= Lucaria =

Ancient Roman festival of the grove

In ancient Roman religion, the Lucaria was a festival of the grove (Latin lucus) held 19 and 21 July. The original meaning of the ritual was obscure by the time of Varro (mid-1st century BC), who omits it in his list of festivals. The deity for whom it was celebrated is unknown; if a ritual for grove-clearing recorded by Cato pertains to this festival, the invocation was deliberately anonymous (Si deus, si dea). The dates of the Lucaria are recorded in the Fasti Amiterni, a calendar dating from the reign of Tiberius found at Amiternum (now S. Vittorino) in Sabine territory.

The Augustan grammarian Verrius Flaccus connected the Lucaria to the disastrous defeat of the Romans by the Gauls at the Battle of the Allia, which was fought on 18 July. The festival, he says, was celebrated in the large grove between the Via Salaria and the Tiber river, where the Romans who survived the battle had hidden. The Via Salaria crossed the battlefield about 10 miles north of Rome. The lucus thus would have been located on the Pincian Hill, which was later cultivated as gardens and leisure parks by Lucullus, Pompeius, Sallust and others.
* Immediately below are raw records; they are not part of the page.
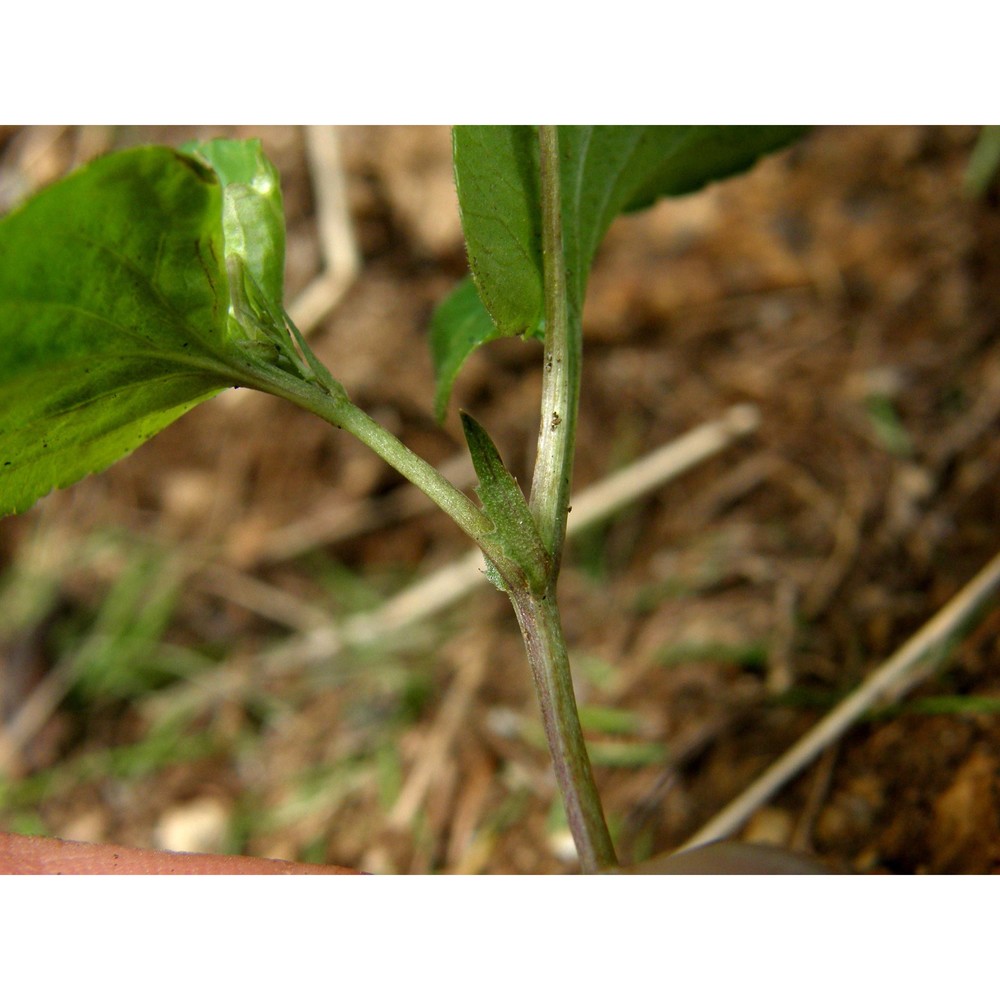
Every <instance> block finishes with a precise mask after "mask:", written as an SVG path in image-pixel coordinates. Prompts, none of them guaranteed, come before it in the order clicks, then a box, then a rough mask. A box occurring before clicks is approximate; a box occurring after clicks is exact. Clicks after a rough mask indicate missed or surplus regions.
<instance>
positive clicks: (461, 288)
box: [431, 278, 503, 423]
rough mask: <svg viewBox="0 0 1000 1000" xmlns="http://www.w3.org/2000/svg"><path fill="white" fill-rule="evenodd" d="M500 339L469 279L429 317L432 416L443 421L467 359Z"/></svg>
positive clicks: (477, 292)
mask: <svg viewBox="0 0 1000 1000" xmlns="http://www.w3.org/2000/svg"><path fill="white" fill-rule="evenodd" d="M501 336H503V335H502V334H501V333H500V331H499V330H497V328H496V327H495V326H494V325H493V319H492V317H491V316H490V314H489V313H488V312H487V311H486V307H485V306H484V305H483V302H482V299H480V298H479V293H478V292H477V291H476V286H475V285H474V284H473V282H472V279H471V278H466V279H465V280H464V281H462V282H461V283H460V284H458V285H457V286H456V287H455V288H454V289H453V290H452V292H451V294H450V295H449V296H448V298H446V299H445V300H444V301H443V302H441V304H440V305H439V306H438V307H437V308H436V309H435V310H434V315H433V316H432V317H431V360H432V362H433V364H434V376H435V383H436V392H435V395H434V415H435V417H436V418H437V420H438V423H440V422H442V421H443V420H444V417H445V413H446V411H447V409H448V400H449V399H450V398H451V390H452V386H453V385H454V384H455V378H456V377H457V375H458V373H459V370H460V369H461V367H462V365H463V364H465V361H466V358H468V357H469V355H470V354H472V352H473V351H475V349H476V348H477V347H481V346H482V345H483V344H486V343H489V341H491V340H496V339H497V337H501Z"/></svg>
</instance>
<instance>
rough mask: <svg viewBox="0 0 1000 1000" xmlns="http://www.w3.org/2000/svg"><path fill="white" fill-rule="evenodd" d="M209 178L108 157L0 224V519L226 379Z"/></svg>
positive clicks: (146, 164)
This explanatory story has been compared to that of the Poplifugia, which also involved the Gallic sack of Rome. The story may be more aetiological than historical. The Lucaria suggests that grove veneration was a practice which the early Romans had in common with the Gauls.

Like other "fixed holidays" (dies nefasti publici) on the Roman calendar, the Lucaria took place on days of uneven number, with an intervening day that was "non-festive". A mention by Macrobius seems to imply that the festival began at night and continued the following day. Georg Wissowa thought that it may have been connected to the Neptunalia on 23 July, when leafy huts, called umbrae, were built as shelters to protect against the hot summer sun and bulls were sacrificed. Neptune embodied fresh as well as salt water among the Romans, and the collocation of festivals in July, including the Furrinalia on the 25th, may express concerns for drought.